Do I need Intel Math Kernel Libraries?

Hi, all:

I am planning to use an Intel Mac (Leopard) for running numerical models (WRF, CMAQ, SMOKE). I want to download the Intel Fortran Compiler for Mac but I don't know whether to blow the money getting the Professional version with Intel Math Kernel Libraries. I have already installed XCode 3.0 and I found:

/Developer/SDKs/MacOSX10.5.sdk/System/Library/Frameworks/Accelerate.framework/Versions/A/Frameworks/vecLib.framework/Versions/A
-rwxr-xr-x 1 root wheel 185664 Oct 12 00:23 vecLib
-rwxr-xr-x 1 root wheel 154260 Oct 12 00:23 libBLAS.dylib
-rwxr-xr-x 1 root wheel 623676 Oct 12 00:23 libLAPACK.dylib
-rwxr-xr-x 1 root wheel 78760 Oct 12 00:23 libvDSP.dylib
-rwxr-xr-x 1 root wheel 77848 Oct 12 00:23 libvMisc.dylib
drwxr-xr-x 14 root wheel 476 Oct 12 00:23 Headers

Is there any advantage to using the Intel Math Library in terms of speed and perfomance for Fortran/C programs?

Intel fortran compiler is

Intel fortran compiler is clearly more powerful compared to gfortran on a MacIntel. There are some resturbs for non-commercial uses (academics, students..) around ~US$50 (I payed 45€).
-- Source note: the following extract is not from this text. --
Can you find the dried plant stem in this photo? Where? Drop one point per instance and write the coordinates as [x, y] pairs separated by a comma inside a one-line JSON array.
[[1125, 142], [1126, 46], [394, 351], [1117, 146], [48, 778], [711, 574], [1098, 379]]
RE: Do I need Intel Math Kernel Library?

Thanks. I am changing to ifort because I had problems with gfortran. You're right--there are academic discounts> I'm going to get both the Fortran Compiler and Math Kernel Library.

Debra Baker
Department of Atmospheric
and Oceanic Sciences
University of Maryland

Sparse solvers in Intel MKL also multi-core tuned

Also, most of the sparse solver in MKL are tuned for multi-core system. I am not sure how the rest of the MKL is for multi-core systems, but I believe they are also updated.

bulent

MKL bad on sparse

I had a bad experience with mkl sparse vector matrix product, 30% slower than my routine.
Did you benchmark it ?

Boolegue.

Trial Version

I was able to get a trial version and ran some benchmarks. In my case, I didn't find much improvement over the Leopard Accelerate framework, which exposes BLAS, LAPACK, etc.

On the other hand, if you're compiling numeric-intensive Fortran, the Intel compiler does seem to be a big improvement and worth the money, IMHO.